Cynthia’s voice came from the doorway. "What’s this?"

Roxie looked up.

Cynthia stood with a dish towel in her hands, eyes moving from Jason to the folded paper in Roxie’s lap.

Roxie slid it back toward her folder. "School thing. Seniors. It’s nothing."

Cynthia came into the living room slowly. "Senior Night?"

Jason turned to her. "Roxie gets announced on the field."

Roxie glared at him.

He looked proud of himself.

Cynthia’s expression softened. "That sounds like something."

"It’s really not."

"Things can be something even when you act like they’re nothing."

Roxie looked away first.

The room got too warm.

Jason put another block on top of his tower. "I want to go."

"It’s a school night," Roxie said.

"So?"

"So you have school."

"I go to school every day. It’s exhausting."

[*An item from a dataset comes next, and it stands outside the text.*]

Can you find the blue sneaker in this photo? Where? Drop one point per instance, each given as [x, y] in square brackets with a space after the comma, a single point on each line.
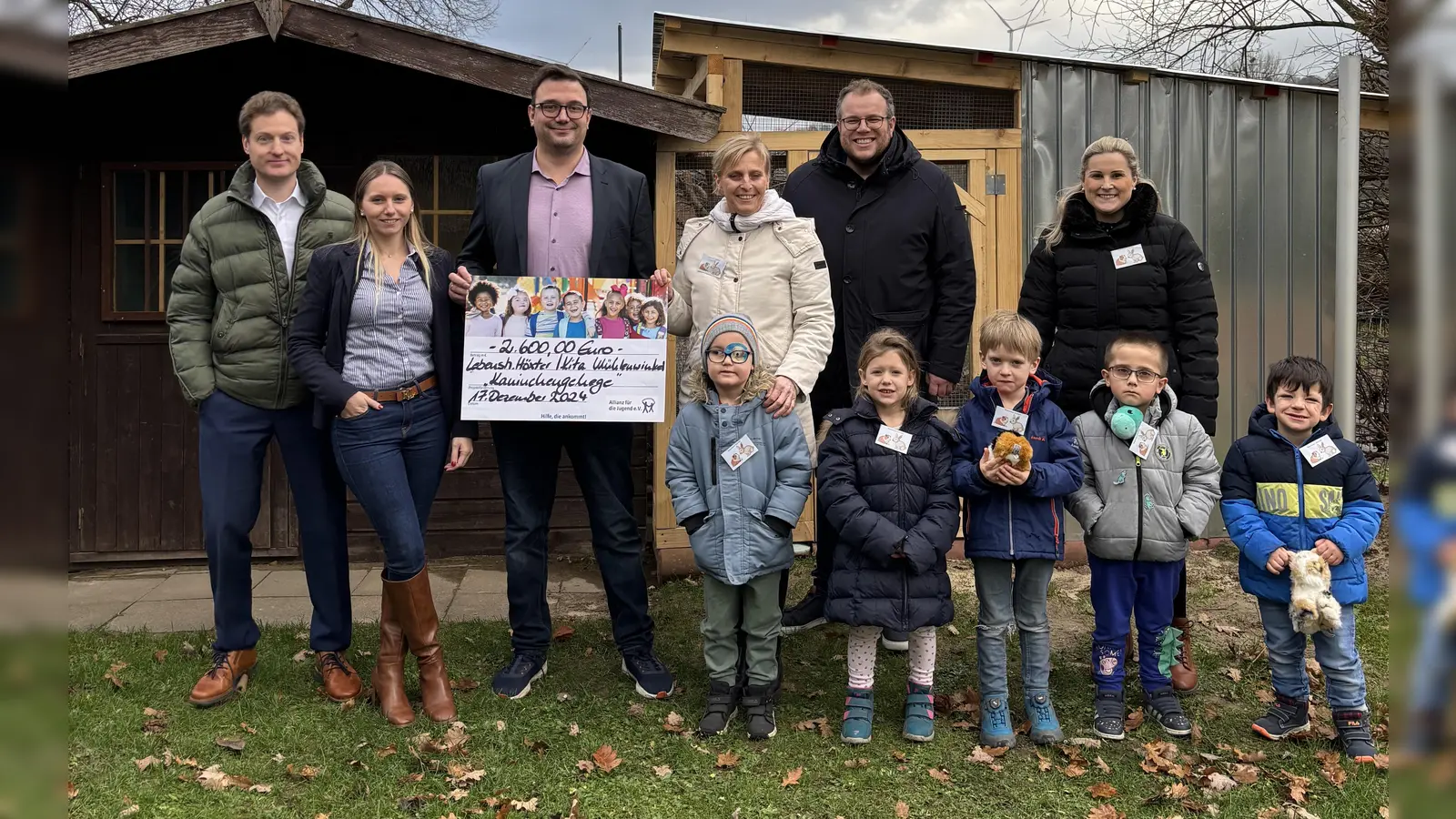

"That’s a good word." She high fived Jason. Cynthia smiled faintly, but her eyes stayed on Roxie. "What day is it?"

Roxie hesitated.

If she said the day, it felt like inviting them.

If she refused, it would sound strange.

"Friday," she said.

"What time?"

"Six. They said be there before five-thirty." Roxie closed her folder. "But really, it’s crowded. And boring. You don’t have to."

Cynthia did not answer that directly. "Do you have anyone taking pictures?"

Roxie’s chest tightened.

"My mom is coming."

The lie came out too fast.

Cynthia heard it.

Roxie saw that she did.

Still, Cynthia only nodded. "That’s good."

Roxie stood. "Jason, get your reading log. We forgot the signature."

Jason groaned. "I hate signatures."

"You hate everything involving pencils."

"Because pencils make my fingers hurt."

Roxie focused on him because it was easier than Cynthia’s face.

Later, when she got home, Claire was asleep on the couch again.

The television was on.

The room smelled like smoke and old perfume.

Roxie stood there with her folder in one hand.

She looked at Claire for a long moment, then went to her room without waking her.

The Senior Night form was still in her folder.

Roxie took it out and sat on the edge of her bed.

Claire Jones

The name stared back at her.

Roxie folded the paper carefully and put it back in her bag.

She hated how much she wanted it to mean something.